Tidak hanya sebagai mukmin-mukminah pertama, Khadijah juga merelakan seberapa pun harta bendanya dipergunakan untuk membiayai dakwah yang penuh hambatan. Beliau yang terkenal sebagai pengusaha ekspor-impor yang disegani kala itu, kaya raya, dan bangsawan, sama sekali tak keberatan ketika harus meninggalkan kemegahannya untuk hidup mengungsi ke Syi’ib Abu Thalib yang sangat sederhana, demi menyelamatkan agama barunya dari amukan kaum Quraisy.

Siksaan dan penindasan dari kafir (Quraisy) yang menabuh genderang perang, bertahun-tahun beliau alami bersama keluarga, namun ketabahan dan kesetiaan beliau kepada suami dan perjuangannya tetap mengagumkan setiap orang. Belum lagi lelabuh beliau dalam melahirkan dan mendidik enam putra-putri Rasulullah Muhammad SAW yang sangat dicintai, yakni: Qasim, Abdullah (keduanya meninggal di saat kecil), Zaynab, Ruqayyah, Ummu Kaltsum, dan Fathimah.

Seperempat abad Khadijah membuktikan dirinya sebagai istri shalihah.
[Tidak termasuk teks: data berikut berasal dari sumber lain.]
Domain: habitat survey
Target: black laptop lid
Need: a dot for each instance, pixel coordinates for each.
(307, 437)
Oleh karenanya secara jujur Rasulullah mengakui, keberadaannya tak pernah tergantikan! Jiwanya tetap hidup meski jasadnya telah wafat, bayangannya tetap menyertai sepanjang kehidupan Rasulullah. Hal itu terlihat, setiap beliau bercerita atau mendengar nama Khadijah disebut, wajah beliau langsung berbinar-binar bahagia. Cinta kasih beliau kepada Khadijah menjadikan beliau tak pernah menduakannya.

Keteladanan seorang ummul mukminin yang akan tetap abadi sepanjang sejarah hidup umat Islam di dunia. Seorang istri yang siap hidup bersama suami dalam suka dan dukanya, dalam sehat dan sakitnya, dalam penindasan dan pengagungannya. Istri yang siap menjadi bemper bagi perjuangan suci sang suami, tanpa rasa takut akan risiko besar yang harus dihadapinya. Istri yang senantiasa memiliki semangat untuk menyinkronkan setiap langkah positif suaminya (bukan hanya sebatas mendukung), sehingga upaya seiring-sejalan dalam mengarungi hidup lebih mudah dilakukan, sekalipun pada dasarnya memiliki perbedaan-perbedaan yang sangat jelas.